Я такой её и увидел тогда — в пальто нараспашку, без шляпы... Первое, что я сделал, это кинулся к ней и вырвал у неё револьвер. Потом схватил её за руку: «Бежим, Ирен, бежим, пока не поздно!» — «Да! — повторила она. — Бежим!».
И тут с лестницы кто-то закричал: «Эй, где это стреляли?!» И в доме начал подниматься шум. Мы ещё, возможно, успели бы уйти, но Ирен распахнула дверь как раз в ту секунду, когда какой-то человек появился на площадке этажом ниже. Надо было выскочить и бежать, свернуть в коридор и проскочить на чёрную лестницу, не обращая внимания на этого человека, однако она инстинктивно отшатнулась и потянула дверь на себя. Это отняло последние мгновения, которые у нас ещё оставались. Кто-то вбежал в комнату, потом ещё кто-то, послушался вопль: «Здесь убийство!» Ирен повернулась к вошедшим и заявила: «Это я застрелила его!» Выбора у меня уже не оставалось, да, вероятно, его не было и с самого начала — в комнате мы были вдвоём. «Господа, — я повернулся к вошедшим, — она лжёт. Этого человека убил я. Из этого вот револьвера». Перед тем, воспользовавшись суматохой и беспорядочной толкотнёй набежавших в комнату людей, я успел протиснуться спиной к окну, чуть приоткрыть одну из рам и вышвырнуть в окно мой собственный револьвер. Он упал в пруд и там остался. Орудие убийства было в моих руках.

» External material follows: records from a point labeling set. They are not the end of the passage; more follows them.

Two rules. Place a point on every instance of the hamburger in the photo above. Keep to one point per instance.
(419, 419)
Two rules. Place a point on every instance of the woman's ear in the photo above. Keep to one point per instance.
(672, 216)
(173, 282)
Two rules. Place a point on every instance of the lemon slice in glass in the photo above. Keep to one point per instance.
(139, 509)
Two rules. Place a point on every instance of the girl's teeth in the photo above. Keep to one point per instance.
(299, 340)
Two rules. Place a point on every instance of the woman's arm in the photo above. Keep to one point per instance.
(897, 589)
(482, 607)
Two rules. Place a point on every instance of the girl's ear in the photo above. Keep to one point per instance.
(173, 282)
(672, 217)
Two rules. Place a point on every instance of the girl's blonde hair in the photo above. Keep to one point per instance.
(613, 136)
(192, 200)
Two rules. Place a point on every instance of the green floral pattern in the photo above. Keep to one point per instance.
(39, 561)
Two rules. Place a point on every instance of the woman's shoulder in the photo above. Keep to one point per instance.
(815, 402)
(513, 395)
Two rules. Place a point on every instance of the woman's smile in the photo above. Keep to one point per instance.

С невероятной быстротой появилась полиция. Инспектор Макферсон, мой давний знакомый, не мог поверить, что я оказался на сей раз на месте преступления не в роли сыщика, а в роли убийцы. Ирен твёрдо настаивала на том, что это она убила своего мужа, но я говорил убедительнее. Ложь всегда звучит убедительнее правды. Задержаны были мы оба, и полицейский следователь потом бился с нами до позднего вечера, выясняя, кто же из нас убийца. Это было самое трудное моё дело, Джон! Мне надо было доказать то, чего не было, доказать, используя реальные факты. И я доказал. Я приложил к тому все свои силы, использовал полностью мои незаурядные мыслительные способности. Ирен не сумела противостоять мне. Она стала нервничать, несколько раз сбилась в своём, совершенно правдивом рассказе. Я нашёл в нём слабые места. Прежде всего показал мои отмычки и точно указал, какой именно отпер дверь Нортона. Отмычка подошла, я не ошибся. Ирен не нашла нужной отмычки, да и очевидно было, что она не умеет ими пользоваться.

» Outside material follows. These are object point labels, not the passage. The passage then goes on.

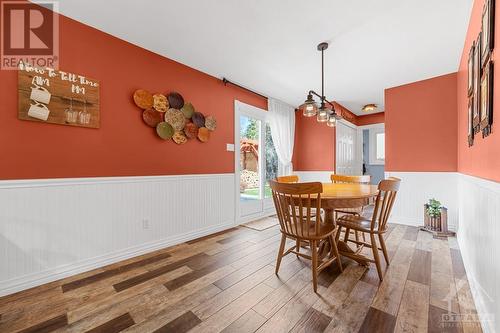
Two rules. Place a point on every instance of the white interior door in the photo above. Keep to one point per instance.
(255, 163)
(348, 149)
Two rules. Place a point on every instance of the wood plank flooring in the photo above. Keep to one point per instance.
(225, 282)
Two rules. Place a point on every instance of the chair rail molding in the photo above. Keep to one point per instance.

— Что тут уметь? — пожал плечами Клей.
— Из порядочных людей почти никто не умеет, — уточнил Холмс. — Ирен показала на следствии, что дверь комнаты её мужа была не заперта, когда она к ней подошла. Я возразил, что это совершенно невероятно, и следователь мне поверил: ведь полиция знала, что Нортон был как-то связан с бандой Линкеев, что он опасался их мести. И даже после гибели бандитов он не мог быть совершенно спокоен — ведь у них в Лондоне были сообщники. О наших с Ирен отношениях мы оба рассказали, как могли, мало, но я подчеркнул, что Нортон нанёс мне оскорбление как сыщику, предложив участвовать в его гнусных делах, и как мужчине, предложив, в полном смысле, продать мне свою жену.

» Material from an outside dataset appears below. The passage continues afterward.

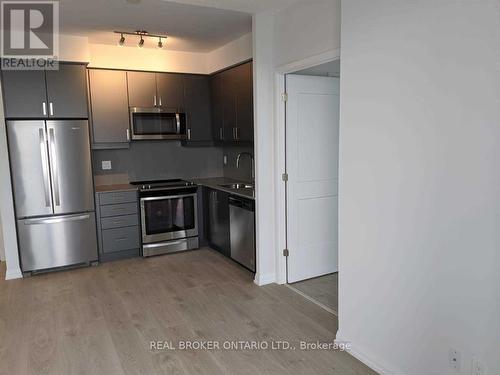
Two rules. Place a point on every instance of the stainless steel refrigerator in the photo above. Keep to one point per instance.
(53, 194)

Потом был суд. На суде много говорилось о моих былых заслугах, и это послужило причиной такому сравнительно мягкому наказанию. Я видел там много людей, которым в своё время сумел помочь... Никто их не вызывал в суд, они пришли сами. Некоторые бросались ко мне со словами благодарности, со слезами. Знаешь, всё-таки это приятно — знать, что тебе кто-то благодарен на всю жизнь... Ирен и на суде упорно утверждала, что убийца — она, но её показаниям уже никто не верил.
— И как же ты расстался с ней? — тихо спросил Джон.
— С Ирен? — голос Шерлока впервые дрогнул. — Джон, прости меня, но об этом... Это неинтересно. Я уверен — ей теперь уже легче.